A two-step model is also supported by the data of the current study. That is, both on forced and on free choice trials, we found clear evidence for partial responses, where participants first moved their head in one direction but then corrected to the other direction. On free choice trials, a partial response reflects a change of intention (Furstenberg et al., 2015), suggesting that the initial decision to follow a group can be overruled by slower top-down processes. In the current study, these top-down influences were likely driven by strategic processes induced by the task instructions. More specifically, the instruction to look roughly equally often in both directions likely caused participants to sometimes overturn a reflexive imitative response when imitation would cause them to look in a direction they had already looked in often or recently. Indeed, research has shown that humans often misconceive randomness, in the sense that they see repetitions as inconsistent with random behavior (Bar-Hillel and Wagenaar, 1991). In real life, changes of intention are more likely driven by interpretative processes (Cracco et al., 2015, 2016). That is, studies suggest that people tend to inhibit imitation of inappropriate behavior (Cracco et al., 2018b) and are influenced more by leaders (Capozzi et al., 2016) and previously reliable individuals (Capozzi et al., 2021), even to the extent that the influence of the majority group is sometimes overruled (Capozzi et al., 2021). More generally, a two-step model is consistent with recent evidence that gaze following is the manifestation of a complex interplay between basic attentional and advanced social processes (e.g., Capozzi and Ristic, 2021; Colombatto et al., 2020; Guterstam et al., 2019; Mayrand et al., 2021).

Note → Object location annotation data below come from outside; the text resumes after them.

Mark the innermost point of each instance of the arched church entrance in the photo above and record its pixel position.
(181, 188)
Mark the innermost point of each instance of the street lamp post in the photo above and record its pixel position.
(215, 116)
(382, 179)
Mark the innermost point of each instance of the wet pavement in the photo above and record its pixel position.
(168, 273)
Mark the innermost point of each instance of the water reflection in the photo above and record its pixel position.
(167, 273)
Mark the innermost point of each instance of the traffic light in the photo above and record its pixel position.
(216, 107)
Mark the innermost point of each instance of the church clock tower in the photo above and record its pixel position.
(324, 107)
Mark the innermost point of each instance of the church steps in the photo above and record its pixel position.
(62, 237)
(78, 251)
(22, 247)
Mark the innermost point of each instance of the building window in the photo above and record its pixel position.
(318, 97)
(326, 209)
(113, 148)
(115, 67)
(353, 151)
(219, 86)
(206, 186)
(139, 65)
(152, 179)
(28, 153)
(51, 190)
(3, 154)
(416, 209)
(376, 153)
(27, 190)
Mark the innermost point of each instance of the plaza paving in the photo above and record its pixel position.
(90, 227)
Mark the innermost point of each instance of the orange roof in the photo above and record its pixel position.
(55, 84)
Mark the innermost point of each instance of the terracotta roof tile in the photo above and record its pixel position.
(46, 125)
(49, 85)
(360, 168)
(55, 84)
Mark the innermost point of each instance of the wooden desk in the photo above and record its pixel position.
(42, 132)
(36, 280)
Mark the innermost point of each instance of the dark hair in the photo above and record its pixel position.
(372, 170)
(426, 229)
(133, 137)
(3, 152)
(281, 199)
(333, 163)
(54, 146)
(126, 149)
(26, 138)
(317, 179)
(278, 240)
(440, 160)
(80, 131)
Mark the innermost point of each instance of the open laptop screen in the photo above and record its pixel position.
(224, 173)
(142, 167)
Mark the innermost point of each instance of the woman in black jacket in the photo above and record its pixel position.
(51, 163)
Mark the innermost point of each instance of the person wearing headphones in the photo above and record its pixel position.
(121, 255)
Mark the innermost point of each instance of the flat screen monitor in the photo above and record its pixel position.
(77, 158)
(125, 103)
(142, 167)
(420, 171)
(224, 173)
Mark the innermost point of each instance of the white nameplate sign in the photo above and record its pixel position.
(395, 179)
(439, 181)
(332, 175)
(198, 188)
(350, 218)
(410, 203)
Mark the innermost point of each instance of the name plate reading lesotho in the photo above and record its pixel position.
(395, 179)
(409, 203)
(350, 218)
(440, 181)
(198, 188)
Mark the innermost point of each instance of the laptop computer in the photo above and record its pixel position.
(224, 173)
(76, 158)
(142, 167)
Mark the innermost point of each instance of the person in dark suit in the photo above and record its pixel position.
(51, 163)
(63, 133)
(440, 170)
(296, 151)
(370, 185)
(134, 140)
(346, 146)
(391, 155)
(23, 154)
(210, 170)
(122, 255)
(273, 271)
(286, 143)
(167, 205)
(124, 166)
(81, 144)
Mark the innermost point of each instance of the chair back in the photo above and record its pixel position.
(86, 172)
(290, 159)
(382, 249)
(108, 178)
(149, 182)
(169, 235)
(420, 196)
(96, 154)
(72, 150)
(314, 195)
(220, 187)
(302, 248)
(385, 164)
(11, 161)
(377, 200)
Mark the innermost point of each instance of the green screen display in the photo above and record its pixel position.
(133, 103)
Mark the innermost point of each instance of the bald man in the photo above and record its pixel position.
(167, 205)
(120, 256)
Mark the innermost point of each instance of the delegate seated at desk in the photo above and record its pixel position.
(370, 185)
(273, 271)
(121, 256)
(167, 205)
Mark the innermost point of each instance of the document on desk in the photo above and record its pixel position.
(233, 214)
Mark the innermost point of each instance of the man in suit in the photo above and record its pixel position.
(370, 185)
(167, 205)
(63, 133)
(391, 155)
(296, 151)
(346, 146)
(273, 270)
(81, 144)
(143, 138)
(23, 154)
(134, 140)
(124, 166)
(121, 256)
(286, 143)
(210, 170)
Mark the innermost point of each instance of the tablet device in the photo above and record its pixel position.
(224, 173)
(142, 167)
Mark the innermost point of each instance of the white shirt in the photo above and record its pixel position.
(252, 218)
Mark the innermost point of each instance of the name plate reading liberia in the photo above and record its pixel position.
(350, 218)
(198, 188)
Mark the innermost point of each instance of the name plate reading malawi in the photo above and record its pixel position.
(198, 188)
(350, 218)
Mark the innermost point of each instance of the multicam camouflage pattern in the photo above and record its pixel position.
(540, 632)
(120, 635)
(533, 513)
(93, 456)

Moving beyond imitative responses, we also found evidence for a more general influence of groups on behavior. Specifically, we found that increases in group size led to a decrease in reaction time, likely reflecting a social facilitation effect (Zajonc, 1965), whereby a large group of people making a sudden movement has an invigorating effect that primes the motor system for action. Interestingly, on forced choice trials, this decrease in reaction time as a function of group size was offset by a corresponding increase in movement time. This is consistent with the proposed two-step model, distinguishing between initial bottom-up processes, captured mainly by reaction times, and slower top-down processes, captured mainly by movement times. In particular, it suggests that motor inhibition is applied following fast responses to prevent premature and potentially erroneous decisions (Cracco and Brass, 2018b; Cracco and Cooper, 2019). Although speculative, such a mechanism might also explain why the same dissociation between reaction and movement times was not found on free choice trials. On free choice trials, no errors could be made, and hence there was no longer any need to inhibit fast responses. Importantly, however, this is a post-hoc explanation that cannot be directly supported by the data and will therefore have to be confirmed in future research.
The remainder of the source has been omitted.